L’Ukraine dépend des prêts des institutions financières internationales
Tout cela a commencé à se passer également en Ukraine dès sa sortie d’une économie encore dominée par une propriété étatique administrée par une bureaucratie qui s’appropriait de manière systémique l’excédent produit et son entrée chaotique dans le système capitaliste mondialisé. En 1992, alors que le pays a contracté une dette de 457 millions de dollars (soit l’équivalent de 965 millions de dollars actuels ou 937 millions CHF). Puis la dépendance envers les prêts a crû, avec un décrochage important, l’endettement passant de 20 milliards dollars en 2005 à 36 milliards en 2006 et 93 milliards en 2020.
Cet endettement dépend à ce moment pour 51.5 milliards de dollars de prêts en obligations à long terme concédés par des investisseurs privés, non garantis par une entité publique. Fin 2020, le total de la dette extérieure représentait le 11% du revenu national brut, tandis que la dette à court terme équivalait à 33% des exportations des biens et services. Le FMI est aussi entré très tôt en scène, dès 1994. Fin 2020, il était impliqué pour près de 13 milliards de dollars. Vient ensuite la BM avec 8 milliards de dollars, suivie de la BERD et de la BEI. Evidemment, avec la guerre d’invasion russe, l’exposition financière de l’Ukraine s’est accrue considérablement: aux 5 milliards de crédits du FMI s’ajoutent les prêts d’urgences des autres institutions et les avances de divers pays. Il est plus que vraisemblable que les banques suisses se soient tenues à l’écart des créances à l’Ukraine, « considéré comme un pays à risques »[48].

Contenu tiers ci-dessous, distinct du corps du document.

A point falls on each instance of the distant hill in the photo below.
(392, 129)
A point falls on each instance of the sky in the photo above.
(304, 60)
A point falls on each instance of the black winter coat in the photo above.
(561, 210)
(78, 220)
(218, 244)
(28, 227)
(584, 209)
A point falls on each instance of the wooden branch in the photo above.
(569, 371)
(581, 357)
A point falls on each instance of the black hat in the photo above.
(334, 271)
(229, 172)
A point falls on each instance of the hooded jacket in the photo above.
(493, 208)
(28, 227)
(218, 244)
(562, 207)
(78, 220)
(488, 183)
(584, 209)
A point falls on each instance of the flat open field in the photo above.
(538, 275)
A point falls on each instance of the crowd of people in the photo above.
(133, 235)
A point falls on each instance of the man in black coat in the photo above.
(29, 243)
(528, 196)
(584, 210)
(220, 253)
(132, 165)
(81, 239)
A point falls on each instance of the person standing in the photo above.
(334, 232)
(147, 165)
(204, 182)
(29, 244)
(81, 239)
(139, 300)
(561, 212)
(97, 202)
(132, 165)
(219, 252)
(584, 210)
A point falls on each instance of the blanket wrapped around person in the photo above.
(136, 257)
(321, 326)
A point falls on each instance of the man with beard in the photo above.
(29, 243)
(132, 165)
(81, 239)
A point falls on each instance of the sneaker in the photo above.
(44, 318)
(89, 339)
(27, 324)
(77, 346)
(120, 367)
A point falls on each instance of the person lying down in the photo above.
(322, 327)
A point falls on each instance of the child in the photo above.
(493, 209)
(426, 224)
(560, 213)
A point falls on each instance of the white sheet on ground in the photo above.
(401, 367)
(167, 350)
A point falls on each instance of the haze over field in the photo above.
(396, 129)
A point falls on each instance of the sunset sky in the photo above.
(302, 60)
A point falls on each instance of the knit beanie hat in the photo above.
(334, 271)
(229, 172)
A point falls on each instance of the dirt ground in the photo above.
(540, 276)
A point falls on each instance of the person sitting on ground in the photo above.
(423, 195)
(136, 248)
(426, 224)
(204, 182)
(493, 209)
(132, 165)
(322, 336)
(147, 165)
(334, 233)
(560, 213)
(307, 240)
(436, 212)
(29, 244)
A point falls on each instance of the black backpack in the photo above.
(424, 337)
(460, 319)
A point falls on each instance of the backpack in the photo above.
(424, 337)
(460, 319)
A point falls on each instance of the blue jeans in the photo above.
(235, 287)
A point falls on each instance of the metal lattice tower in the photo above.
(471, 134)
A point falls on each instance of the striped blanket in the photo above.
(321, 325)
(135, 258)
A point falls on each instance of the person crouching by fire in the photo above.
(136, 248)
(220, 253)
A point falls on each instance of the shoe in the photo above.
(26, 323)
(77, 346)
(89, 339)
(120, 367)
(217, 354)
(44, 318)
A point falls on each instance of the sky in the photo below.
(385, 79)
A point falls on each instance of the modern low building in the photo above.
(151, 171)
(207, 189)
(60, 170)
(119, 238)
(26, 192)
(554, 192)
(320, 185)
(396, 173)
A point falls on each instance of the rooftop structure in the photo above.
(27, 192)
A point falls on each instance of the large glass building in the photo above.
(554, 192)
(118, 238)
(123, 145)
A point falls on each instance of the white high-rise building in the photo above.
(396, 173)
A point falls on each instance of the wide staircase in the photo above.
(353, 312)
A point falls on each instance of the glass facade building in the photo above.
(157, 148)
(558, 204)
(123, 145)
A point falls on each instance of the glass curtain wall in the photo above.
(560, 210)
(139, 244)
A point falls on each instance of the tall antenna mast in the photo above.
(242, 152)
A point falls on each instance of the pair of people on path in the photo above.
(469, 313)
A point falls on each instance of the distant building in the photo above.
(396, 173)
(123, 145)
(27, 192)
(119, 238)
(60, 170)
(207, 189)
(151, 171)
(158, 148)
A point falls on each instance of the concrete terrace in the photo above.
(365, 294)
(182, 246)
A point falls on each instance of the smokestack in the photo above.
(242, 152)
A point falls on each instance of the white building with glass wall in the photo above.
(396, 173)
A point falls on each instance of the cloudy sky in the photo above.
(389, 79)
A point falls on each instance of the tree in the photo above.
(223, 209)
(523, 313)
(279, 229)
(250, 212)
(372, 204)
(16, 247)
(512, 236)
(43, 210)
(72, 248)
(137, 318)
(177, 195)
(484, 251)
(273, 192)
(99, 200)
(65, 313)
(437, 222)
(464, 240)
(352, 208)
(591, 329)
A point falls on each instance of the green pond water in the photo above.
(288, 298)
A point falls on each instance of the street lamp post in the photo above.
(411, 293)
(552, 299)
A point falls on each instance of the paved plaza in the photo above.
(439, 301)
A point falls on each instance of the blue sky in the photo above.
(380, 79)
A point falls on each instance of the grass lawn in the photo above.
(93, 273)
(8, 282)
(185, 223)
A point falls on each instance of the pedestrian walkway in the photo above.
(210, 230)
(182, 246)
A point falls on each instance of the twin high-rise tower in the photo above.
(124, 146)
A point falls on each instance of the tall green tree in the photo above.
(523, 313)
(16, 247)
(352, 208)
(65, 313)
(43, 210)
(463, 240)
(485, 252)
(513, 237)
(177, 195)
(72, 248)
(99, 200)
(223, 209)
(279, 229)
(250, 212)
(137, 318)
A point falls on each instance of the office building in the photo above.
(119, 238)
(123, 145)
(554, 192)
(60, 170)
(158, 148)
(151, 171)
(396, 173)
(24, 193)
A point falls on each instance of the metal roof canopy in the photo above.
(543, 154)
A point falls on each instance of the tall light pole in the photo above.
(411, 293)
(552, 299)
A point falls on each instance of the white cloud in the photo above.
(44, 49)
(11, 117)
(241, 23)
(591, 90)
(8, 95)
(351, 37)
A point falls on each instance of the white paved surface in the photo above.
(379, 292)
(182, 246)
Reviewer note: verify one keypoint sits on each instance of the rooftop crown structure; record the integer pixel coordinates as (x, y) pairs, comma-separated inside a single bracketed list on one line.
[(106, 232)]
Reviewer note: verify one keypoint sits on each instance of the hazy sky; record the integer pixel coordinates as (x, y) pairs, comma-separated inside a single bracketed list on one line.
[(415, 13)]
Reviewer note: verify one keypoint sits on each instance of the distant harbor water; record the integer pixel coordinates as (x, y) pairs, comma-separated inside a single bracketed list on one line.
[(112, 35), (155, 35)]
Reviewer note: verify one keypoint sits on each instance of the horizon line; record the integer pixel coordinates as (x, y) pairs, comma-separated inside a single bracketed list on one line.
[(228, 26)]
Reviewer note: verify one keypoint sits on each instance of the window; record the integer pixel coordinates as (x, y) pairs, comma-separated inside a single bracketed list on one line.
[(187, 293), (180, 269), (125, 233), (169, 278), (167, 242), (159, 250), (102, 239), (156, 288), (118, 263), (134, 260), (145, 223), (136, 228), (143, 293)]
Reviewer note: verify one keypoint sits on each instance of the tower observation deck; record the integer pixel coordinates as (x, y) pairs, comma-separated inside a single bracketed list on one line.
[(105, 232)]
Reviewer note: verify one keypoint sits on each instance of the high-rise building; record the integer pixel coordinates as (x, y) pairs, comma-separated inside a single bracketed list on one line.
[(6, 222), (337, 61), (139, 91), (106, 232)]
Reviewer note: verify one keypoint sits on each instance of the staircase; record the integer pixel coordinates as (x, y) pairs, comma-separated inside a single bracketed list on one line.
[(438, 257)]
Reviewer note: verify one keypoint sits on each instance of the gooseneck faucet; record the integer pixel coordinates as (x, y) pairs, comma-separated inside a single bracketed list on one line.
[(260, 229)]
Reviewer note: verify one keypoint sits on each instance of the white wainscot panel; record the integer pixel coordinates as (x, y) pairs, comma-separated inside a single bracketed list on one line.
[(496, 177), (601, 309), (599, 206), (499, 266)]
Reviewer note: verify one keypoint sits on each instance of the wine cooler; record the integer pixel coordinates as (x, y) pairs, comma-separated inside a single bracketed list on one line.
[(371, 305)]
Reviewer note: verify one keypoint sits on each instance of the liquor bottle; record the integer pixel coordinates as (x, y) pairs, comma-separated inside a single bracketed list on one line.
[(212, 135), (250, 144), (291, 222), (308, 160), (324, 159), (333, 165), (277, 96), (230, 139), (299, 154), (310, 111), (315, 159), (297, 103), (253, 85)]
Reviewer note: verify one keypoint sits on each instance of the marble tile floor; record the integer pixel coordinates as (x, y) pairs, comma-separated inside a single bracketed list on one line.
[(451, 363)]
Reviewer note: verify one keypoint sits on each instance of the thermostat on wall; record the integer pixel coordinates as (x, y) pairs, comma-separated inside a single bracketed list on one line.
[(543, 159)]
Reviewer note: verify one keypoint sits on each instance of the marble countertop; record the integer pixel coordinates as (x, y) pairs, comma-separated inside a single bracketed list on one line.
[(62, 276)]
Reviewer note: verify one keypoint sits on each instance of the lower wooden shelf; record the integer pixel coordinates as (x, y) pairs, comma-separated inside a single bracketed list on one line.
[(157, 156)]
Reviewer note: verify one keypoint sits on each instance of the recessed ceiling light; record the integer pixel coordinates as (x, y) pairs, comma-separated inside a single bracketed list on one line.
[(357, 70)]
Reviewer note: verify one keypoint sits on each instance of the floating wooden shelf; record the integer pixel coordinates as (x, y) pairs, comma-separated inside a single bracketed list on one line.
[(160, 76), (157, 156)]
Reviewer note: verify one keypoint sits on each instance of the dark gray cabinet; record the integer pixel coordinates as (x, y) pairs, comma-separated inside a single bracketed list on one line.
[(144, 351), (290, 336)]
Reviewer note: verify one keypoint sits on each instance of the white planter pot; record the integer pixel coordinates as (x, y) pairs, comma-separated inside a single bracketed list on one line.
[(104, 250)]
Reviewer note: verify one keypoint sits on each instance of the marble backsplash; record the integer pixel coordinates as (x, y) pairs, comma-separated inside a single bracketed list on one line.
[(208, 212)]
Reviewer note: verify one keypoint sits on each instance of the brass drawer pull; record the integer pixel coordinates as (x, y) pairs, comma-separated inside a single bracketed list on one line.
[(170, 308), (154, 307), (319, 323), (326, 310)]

En mars 2015, le FMI a accordé un prêt de 17.5 milliards dollars à l’Ukraine, étalé sur 4 ans, soumis à un échéancier de contre-réformes très strictes: libéralisation du commerce extérieur, des prix du gaz ce qui signifie des augmentations de prix, autorisation de la vente des terrains agricoles aux investisseurs privés étrangers, réduction de nombreuses subventions sociales, privatisation des monopoles d’Etat, politiques d’austérité budgétaire publique, hausse de l’âge de la retraite, facilitation des licenciements dans le privé et dans le public, etc. En avril 2017 le FMI fournit une tranche de 1 milliard de dollars en imposant toute une série de mesures d’accompagnement[49]. Un mois plus tard le FMI suspend les trois versements suivants (mars, août et novembre) à cause de la « lenteur » du gouvernement ukrainien dans l’application des contre-réformes voulues par le bras financier des pays impérialistes. Ce n’est qu’en décembre 2018 que le FMI versera une nouvelle tranche du crédit, après avoir obtenu des garanties gouvernementales quant à la mise en pratique des mesures exigées. En 2020, le FMI décidera encore une fois de suspendre un versement ultérieur de 500 millions dollars, qui ne seront versés qu’en décembre 2021, parce que la réforme de la Banque nationale ukrainienne, pour plus d’indépendance, et un certain nombre de mesures de lutte contre la corruption tardaient à être appliquées.
Prêts dérisoires de la Suisse dans le sillage du FMI
Regardons de plus près, en la matière, la politique de la Suisse à l’égard de l’Ukraine. Pour les prêts financiers, la Suisse se comporte exactement comme ses banques. D’abord elle s’est tenue à l’écart aussi longtemps que possible, puis elle est intervenue en se conformant à la politique du FMI. En 2015 la Confédération a activé la BNS (Banque nationale suisse) pour un « crédit d’aide monétaire » à l’Ukraine passant par sa Banque nationale, pour un montant maximal de 200 millions de dollars. La Confédération se portait garante, en vertu de la Loi sur l’aide monétaire ; le crédit était formellement lié au programme du FMI de 2015. Le conseiller fédéral Ueli Maurer (UDC) confirmait cela devant le Parlement : « La Confédération garantit à la Banque nationale le remboursement dans les délais et le paiement des intérêts du prêt, qui est notamment lié à la réussite de l’examen de la mise en œuvre du programme du FMI par l’Ukraine. Sur la base du dernier examen du programme par le FMI en octobre 2016, le Conseil fédéral a estimé que les conditions étaient remplies pour le versement d’une première tranche de 100 millions de dollars. Le versement a eu lieu en mars 2017. »[50]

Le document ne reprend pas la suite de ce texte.